/Vrmac

Vrmac Graphics, a cross-platform graphics library for .NET. Supports 3D, 2D, and accelerated video playback. Works on Windows 10 and Raspberry Pi4.

Primary LanguageC#MIT LicenseMIT

Current Status

This project is not actively maintained. It works on my PC, and on my Raspberry Pi4.

If you want paid support, complete source code not just C# pieces, or port this to some other platforms, my e-mail is soonts@live.com

Be sure to check out Installation.md, EULA.txt, and "Pre-existing IP.txt" documents in this repository.

The package is listed on nuget.org

All the source code you find in the payload git portion of this repository is MIT. The C++ pieces compiled into Vrmac.dll and libVrmac.so are currently closed source.
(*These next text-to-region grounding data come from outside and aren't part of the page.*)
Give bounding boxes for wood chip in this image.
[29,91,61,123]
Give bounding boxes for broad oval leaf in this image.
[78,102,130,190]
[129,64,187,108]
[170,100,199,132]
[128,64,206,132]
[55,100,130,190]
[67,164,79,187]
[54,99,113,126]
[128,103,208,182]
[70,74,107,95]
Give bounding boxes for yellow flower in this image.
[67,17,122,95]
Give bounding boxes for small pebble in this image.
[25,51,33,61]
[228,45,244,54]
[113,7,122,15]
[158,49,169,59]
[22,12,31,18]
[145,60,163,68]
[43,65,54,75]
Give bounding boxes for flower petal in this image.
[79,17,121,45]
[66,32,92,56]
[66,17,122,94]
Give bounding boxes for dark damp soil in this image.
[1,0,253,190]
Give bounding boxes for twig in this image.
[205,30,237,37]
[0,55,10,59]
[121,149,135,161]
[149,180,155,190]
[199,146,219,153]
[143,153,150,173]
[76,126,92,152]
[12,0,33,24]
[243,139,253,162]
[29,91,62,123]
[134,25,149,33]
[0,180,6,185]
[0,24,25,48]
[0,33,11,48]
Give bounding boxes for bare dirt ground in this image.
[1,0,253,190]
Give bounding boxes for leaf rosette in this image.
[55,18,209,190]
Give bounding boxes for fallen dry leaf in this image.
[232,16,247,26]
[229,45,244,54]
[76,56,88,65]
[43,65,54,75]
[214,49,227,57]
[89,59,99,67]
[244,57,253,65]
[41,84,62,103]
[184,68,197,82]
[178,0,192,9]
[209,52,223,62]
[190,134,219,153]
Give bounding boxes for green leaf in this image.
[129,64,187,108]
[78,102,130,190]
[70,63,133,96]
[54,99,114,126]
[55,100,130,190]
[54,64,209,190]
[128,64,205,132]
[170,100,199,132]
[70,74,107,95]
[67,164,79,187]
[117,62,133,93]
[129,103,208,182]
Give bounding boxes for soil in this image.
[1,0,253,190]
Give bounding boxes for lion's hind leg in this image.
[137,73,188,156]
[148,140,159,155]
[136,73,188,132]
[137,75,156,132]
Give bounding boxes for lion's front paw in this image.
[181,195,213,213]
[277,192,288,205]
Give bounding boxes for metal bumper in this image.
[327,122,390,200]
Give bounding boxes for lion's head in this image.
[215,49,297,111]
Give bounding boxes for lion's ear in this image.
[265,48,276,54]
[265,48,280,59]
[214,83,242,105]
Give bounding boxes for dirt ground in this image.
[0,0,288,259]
AAC decoder uses a custom license that says something about patent licenses, you might need them, I’m not a lawyer and not sure. DTS decoder is LGPL, I’ve modified it substantially and it’s in a separate repository. Dolby AC-3 decoder is a part of the OS, I have not modified it, and not distributing it.

Vrmac Graphics

Vrmac Graphics (pronounced “Vrmats” and named after the mountain in the immediate vicinity of my home) is a cross-platform graphics library for .NET core 2.1 or newer.

The mountain:

Vrmac Mountain

My ultimate goal is a rich GUI framework comparable to UWP.
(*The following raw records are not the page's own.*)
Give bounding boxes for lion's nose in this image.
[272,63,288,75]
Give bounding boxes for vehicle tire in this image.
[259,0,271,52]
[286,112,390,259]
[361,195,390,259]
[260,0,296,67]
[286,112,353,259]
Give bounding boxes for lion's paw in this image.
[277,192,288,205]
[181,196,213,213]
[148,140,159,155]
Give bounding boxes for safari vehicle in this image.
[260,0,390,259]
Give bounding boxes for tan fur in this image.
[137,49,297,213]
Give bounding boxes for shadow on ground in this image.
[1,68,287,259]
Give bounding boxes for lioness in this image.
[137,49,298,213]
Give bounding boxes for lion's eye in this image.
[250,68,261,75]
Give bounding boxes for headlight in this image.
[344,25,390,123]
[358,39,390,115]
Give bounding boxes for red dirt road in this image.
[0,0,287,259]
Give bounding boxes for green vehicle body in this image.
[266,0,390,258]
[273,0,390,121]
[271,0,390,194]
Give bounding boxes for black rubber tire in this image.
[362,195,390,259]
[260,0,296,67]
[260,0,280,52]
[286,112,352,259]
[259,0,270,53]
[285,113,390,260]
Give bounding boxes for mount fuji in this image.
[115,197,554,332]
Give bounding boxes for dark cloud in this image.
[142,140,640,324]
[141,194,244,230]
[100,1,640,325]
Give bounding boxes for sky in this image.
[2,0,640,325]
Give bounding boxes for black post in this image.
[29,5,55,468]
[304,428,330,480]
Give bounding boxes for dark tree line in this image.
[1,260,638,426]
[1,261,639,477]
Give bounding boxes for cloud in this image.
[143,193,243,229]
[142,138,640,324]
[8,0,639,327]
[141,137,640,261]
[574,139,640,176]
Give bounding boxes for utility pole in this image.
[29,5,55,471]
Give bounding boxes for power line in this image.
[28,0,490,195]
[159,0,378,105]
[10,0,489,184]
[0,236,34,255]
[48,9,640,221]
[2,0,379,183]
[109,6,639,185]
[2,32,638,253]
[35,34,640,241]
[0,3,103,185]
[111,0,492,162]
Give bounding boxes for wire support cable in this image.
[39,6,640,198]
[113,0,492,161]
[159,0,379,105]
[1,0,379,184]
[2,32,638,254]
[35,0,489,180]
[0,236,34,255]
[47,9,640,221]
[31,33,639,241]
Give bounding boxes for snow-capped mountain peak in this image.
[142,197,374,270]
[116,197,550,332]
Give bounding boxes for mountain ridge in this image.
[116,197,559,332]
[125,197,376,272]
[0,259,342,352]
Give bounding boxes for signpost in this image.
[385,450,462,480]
Initial scope is more modest. So far, the library does not implement GUI, it’s an immediate mode rendering library.

As for the cross-platform part, it only supports two platforms, Windows 10 with Direct3D 12, and Raspberry Pi 4 with GLES 3.1.

I have only open sources .NET parts. The native library is shipped in binaries, with a permissive license which allows free use in any software (attribution is required). Specifically, there’re 2 native binaries.
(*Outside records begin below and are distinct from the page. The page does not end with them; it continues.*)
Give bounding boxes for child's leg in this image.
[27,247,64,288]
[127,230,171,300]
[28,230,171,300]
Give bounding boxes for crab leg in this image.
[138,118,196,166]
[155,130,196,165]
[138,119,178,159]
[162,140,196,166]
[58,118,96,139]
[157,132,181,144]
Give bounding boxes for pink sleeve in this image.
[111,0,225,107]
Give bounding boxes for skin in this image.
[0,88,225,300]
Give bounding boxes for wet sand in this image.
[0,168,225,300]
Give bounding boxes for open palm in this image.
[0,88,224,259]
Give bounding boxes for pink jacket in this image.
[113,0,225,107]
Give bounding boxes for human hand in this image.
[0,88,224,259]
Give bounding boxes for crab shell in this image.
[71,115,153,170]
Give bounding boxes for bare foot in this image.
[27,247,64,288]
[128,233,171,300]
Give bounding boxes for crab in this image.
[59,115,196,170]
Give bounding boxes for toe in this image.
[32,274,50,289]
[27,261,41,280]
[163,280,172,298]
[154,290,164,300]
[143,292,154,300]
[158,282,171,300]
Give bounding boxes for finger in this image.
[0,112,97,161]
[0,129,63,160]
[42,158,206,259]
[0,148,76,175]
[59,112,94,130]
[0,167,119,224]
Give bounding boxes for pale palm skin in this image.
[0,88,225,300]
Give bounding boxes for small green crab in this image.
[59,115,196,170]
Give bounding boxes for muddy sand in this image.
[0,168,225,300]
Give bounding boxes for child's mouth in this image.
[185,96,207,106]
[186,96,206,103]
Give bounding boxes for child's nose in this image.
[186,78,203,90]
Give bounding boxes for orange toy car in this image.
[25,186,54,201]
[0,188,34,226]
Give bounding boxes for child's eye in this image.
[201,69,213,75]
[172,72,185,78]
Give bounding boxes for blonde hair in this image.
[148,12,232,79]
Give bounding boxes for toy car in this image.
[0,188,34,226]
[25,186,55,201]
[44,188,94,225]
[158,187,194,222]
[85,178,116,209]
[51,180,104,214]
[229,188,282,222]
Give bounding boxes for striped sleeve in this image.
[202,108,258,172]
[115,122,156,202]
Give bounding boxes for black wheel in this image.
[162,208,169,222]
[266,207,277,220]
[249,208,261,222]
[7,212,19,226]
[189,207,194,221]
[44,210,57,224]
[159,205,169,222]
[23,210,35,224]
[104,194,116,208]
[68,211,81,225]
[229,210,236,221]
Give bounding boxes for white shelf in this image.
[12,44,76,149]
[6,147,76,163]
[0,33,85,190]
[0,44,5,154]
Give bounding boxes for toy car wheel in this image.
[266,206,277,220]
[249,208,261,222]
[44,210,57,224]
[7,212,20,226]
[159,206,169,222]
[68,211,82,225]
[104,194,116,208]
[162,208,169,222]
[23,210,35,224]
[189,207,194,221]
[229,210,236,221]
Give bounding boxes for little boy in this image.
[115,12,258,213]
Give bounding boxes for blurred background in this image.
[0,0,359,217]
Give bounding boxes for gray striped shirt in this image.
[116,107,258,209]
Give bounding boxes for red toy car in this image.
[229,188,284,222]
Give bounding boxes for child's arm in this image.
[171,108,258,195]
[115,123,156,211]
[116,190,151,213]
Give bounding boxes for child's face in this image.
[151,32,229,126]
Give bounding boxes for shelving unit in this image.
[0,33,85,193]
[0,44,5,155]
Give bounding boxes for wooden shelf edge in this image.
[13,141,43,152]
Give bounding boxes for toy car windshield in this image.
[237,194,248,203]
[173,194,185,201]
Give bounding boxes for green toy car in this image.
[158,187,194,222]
  • One is Vrmac.dll, a 64-bit Windows DLL wraps Direct3D 12, runs on Windows 10, and compiled with Visual Studio 2017 15.9.23.

  • Another one is libVrmac.so, 32-bit ARMv7 Linux DLL that wraps OpenGL ES 3.1, runs on Raspberry Pi 4, and compiled with GCC 8.3.0 in that Pi.

3D Related Features

3D GPU Abstraction Layer

For that part, I’ve forked Diligent Engine, Apache License 2.0 allows that, and modified it heavily.

I’ve found the project not long ago, and I liked the design a lot. That find was the main reason why I started this project at all.

Apparently, they took the design of D3D12, and implemented it over the rest of the platforms. They even cross-compile HLSL shaders into GLSL.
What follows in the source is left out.